Fishermen protest contamination in Guanabara Bay on July 3; “Pescador pede socorro” means “fishermen ask for help.” Image via AP.

Each day closer to the Summer Olympics in Rio de Janeiro, it becomes more astonishing that they haven’t canceled this frickin’ thing. In addition to the havoc it’s wreaked on actual citizens of Rio, there’s the dead people, the Zika, the lack of infrastructure, the lack of hospitals and, as the New York Times has more on today, the fact that Olympians will compete in water filled with actual human feces.


Shit! Don’t open your mouth in the water, the health experts urge, as that will somehow alleviate the fact that athletes competing in sports like swimming and windsurfing are submerged in the sewage of around 12 million people. Also, here’s a picture of a dead body just floating in Guanabara Bay, like it’s nothing. Have fun, people! This is what you trained for! The Times reports:

Recent tests by government and independent scientists revealed a veritable petri dish of pathogens in many of the city’s waters, from rotaviruses that can cause diarrhea and vomiting to drug-resistant “superbacteria” that can be fatal to people with weakened immune systems.

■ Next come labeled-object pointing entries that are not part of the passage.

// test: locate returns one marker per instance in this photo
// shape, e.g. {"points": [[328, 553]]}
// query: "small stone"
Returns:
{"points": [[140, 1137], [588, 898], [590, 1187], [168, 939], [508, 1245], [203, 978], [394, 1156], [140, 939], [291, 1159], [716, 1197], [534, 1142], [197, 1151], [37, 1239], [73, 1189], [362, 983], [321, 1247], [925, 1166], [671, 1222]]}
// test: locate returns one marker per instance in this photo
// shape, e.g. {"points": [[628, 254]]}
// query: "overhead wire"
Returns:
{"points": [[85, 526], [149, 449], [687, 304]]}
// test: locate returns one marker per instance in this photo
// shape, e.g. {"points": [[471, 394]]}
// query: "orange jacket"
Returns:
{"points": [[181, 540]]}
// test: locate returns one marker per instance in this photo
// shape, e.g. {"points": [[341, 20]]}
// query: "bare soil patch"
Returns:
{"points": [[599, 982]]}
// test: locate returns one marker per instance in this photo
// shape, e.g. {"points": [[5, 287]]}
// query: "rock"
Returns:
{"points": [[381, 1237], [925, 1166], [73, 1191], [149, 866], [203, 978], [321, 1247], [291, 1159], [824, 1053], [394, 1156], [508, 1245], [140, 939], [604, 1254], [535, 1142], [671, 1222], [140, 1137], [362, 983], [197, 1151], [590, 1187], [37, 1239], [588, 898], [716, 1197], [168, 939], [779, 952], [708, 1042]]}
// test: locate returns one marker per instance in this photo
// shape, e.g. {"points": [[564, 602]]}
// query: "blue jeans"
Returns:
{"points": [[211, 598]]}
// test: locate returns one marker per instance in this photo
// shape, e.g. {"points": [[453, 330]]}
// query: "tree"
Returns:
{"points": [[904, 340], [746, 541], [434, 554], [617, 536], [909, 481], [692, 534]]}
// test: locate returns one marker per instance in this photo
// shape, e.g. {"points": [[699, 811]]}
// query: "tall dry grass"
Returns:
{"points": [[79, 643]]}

Researchers at the Federal University of Rio also found serious contamination at the upscale beaches of Ipanema and Leblon, where many of the half-million Olympic spectators are expected to frolic between sporting events.

Olympic and city officials counter these warnings with a veritable “don’t worry about it!!,” saying that the swimmers will be in less-shitty waters and those who will be competing in shittier waters are doing sports that don’t really require them to submerge their bodies, like sailing. Oh, they must feel so comforted! Or, gosh, maybe not:


“We just have to keep our mouths closed when the water sprays up,” said Afrodite Zegers, 24, a member of the Dutch sailing team, which has been practicing in Guanabara Bay.

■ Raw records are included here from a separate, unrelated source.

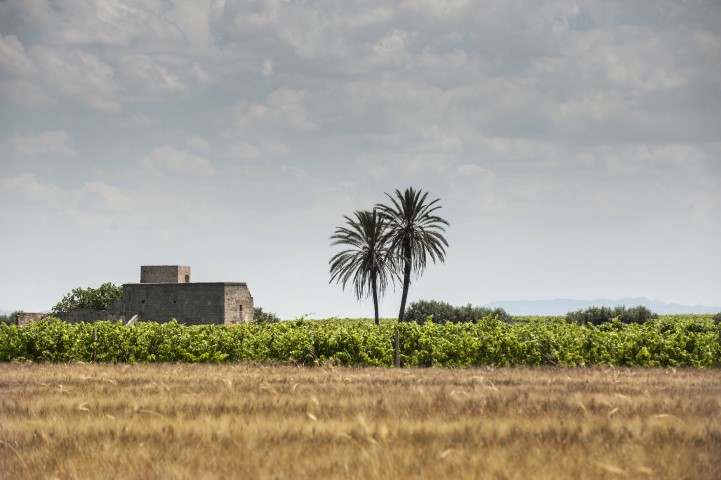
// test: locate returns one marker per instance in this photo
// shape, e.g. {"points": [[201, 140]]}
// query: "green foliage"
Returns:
{"points": [[260, 316], [11, 319], [89, 298], [671, 341], [442, 312], [416, 234], [600, 315], [366, 262]]}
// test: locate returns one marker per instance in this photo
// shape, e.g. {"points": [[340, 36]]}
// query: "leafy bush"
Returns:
{"points": [[442, 312], [260, 316], [600, 315], [11, 319], [89, 298], [672, 341]]}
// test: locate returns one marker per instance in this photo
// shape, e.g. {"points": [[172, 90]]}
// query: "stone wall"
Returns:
{"points": [[164, 274], [24, 318], [238, 304], [83, 315]]}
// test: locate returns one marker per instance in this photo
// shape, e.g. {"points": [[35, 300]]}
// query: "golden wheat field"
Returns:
{"points": [[241, 421]]}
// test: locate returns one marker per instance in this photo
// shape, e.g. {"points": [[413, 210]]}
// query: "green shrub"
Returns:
{"points": [[90, 298], [259, 316], [672, 341], [442, 312], [11, 319], [600, 315]]}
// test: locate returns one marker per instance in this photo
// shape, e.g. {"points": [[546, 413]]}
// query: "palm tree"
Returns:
{"points": [[416, 233], [368, 262]]}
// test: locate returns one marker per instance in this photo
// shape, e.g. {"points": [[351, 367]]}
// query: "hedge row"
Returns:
{"points": [[669, 341]]}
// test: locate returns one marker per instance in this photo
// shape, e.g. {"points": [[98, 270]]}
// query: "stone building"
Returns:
{"points": [[166, 292]]}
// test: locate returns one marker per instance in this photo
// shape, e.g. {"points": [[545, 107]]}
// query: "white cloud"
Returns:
{"points": [[77, 77], [199, 144], [51, 143], [256, 128], [169, 159], [139, 120], [267, 69], [13, 59], [145, 78]]}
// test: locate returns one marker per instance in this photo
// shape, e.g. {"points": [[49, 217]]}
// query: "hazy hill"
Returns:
{"points": [[560, 306]]}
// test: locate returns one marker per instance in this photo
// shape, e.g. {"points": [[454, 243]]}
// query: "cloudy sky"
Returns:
{"points": [[575, 144]]}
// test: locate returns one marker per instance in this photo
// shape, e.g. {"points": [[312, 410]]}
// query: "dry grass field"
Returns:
{"points": [[240, 421]]}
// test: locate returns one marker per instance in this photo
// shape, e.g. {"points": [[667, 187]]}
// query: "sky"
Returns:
{"points": [[575, 146]]}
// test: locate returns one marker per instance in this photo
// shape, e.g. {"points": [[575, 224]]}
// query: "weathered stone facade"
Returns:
{"points": [[189, 303], [165, 292], [24, 318], [165, 274]]}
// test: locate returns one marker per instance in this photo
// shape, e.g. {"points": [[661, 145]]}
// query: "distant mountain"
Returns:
{"points": [[560, 306]]}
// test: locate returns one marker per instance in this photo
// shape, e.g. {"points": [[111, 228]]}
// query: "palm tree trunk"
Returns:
{"points": [[406, 278], [375, 297]]}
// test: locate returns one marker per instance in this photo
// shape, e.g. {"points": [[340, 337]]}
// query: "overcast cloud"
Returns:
{"points": [[575, 145]]}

Do you feel like puking yet? No? How about now:

“They can try to block big items like sofas and dead bodies, but these rivers are pure sludge, so the bacteria and viruses are going to just pass through,” said Stelberto Soares, a municipal engineer who has spent three decades addressing the city’s sanitation crisis.

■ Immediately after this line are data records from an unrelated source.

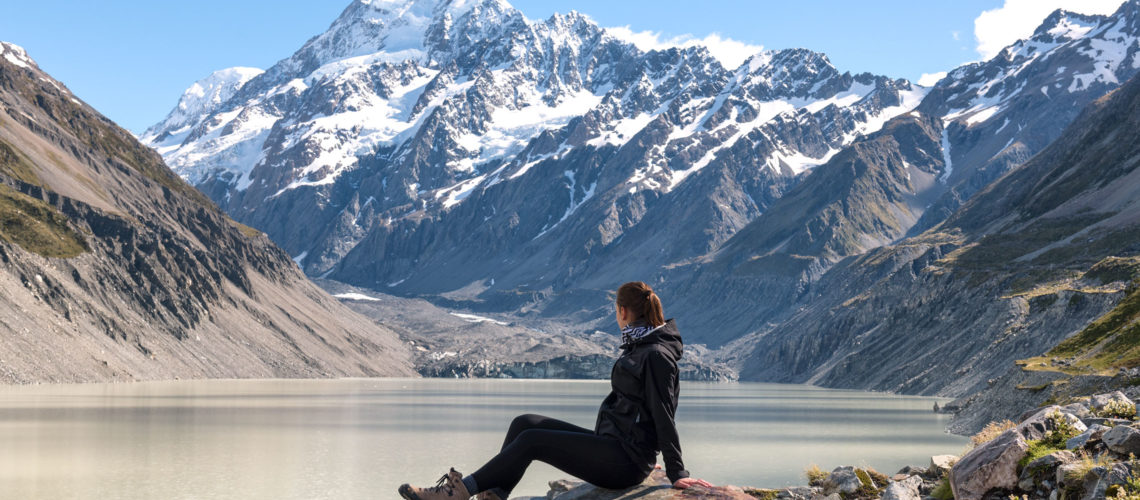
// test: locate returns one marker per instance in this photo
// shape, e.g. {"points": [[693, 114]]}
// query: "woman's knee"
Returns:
{"points": [[523, 421]]}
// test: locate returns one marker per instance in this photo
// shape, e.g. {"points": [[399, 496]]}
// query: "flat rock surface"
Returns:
{"points": [[654, 486]]}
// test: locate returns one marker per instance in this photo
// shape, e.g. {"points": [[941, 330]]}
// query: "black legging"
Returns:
{"points": [[599, 460]]}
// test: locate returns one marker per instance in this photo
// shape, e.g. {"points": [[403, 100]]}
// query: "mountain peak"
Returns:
{"points": [[202, 98], [15, 55], [1063, 25]]}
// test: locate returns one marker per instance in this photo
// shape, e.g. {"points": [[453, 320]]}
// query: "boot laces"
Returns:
{"points": [[444, 485]]}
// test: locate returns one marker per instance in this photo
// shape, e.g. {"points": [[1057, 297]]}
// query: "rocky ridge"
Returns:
{"points": [[1029, 261], [660, 165], [1084, 449], [115, 269]]}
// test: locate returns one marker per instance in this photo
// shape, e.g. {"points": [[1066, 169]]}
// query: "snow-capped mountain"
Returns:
{"points": [[197, 101], [461, 150], [1001, 112], [405, 111]]}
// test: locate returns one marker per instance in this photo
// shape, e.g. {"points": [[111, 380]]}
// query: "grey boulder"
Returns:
{"points": [[843, 480], [990, 466], [1099, 401], [903, 490], [1123, 440], [1094, 432], [1041, 423], [1043, 469], [941, 464]]}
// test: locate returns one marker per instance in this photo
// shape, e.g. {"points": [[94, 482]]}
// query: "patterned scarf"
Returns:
{"points": [[630, 334]]}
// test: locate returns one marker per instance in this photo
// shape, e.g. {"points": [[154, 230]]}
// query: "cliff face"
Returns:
{"points": [[113, 268], [1029, 261]]}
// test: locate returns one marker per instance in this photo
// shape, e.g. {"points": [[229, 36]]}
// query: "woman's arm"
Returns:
{"points": [[660, 400]]}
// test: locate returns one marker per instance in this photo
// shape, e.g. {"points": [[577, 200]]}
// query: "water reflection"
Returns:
{"points": [[361, 437]]}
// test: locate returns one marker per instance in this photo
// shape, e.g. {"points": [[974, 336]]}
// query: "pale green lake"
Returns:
{"points": [[359, 439]]}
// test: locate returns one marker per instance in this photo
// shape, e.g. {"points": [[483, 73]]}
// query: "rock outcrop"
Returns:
{"points": [[112, 268]]}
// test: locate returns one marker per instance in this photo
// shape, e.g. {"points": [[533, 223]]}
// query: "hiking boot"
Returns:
{"points": [[448, 488]]}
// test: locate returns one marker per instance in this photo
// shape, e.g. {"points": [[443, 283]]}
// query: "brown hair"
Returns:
{"points": [[638, 297]]}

The one potential net-positive of all this negative publicity is that perhaps environmental officials can finally get the leverage to address the problem, which has clearly been building for years, though locals don’t seem to be optimistic about it, particularly once the Olympics close and the cameras leave. Because while this environmental disaster is revolting for those just learning about it, never forget that people actually live with waterways contaminated with superbacteria and the smell of shit in the air every day of their lives—Rio’s raw sewage still pumps into Guanabara Bay—and a true and thorough clean-up, officials say, will take 20 years.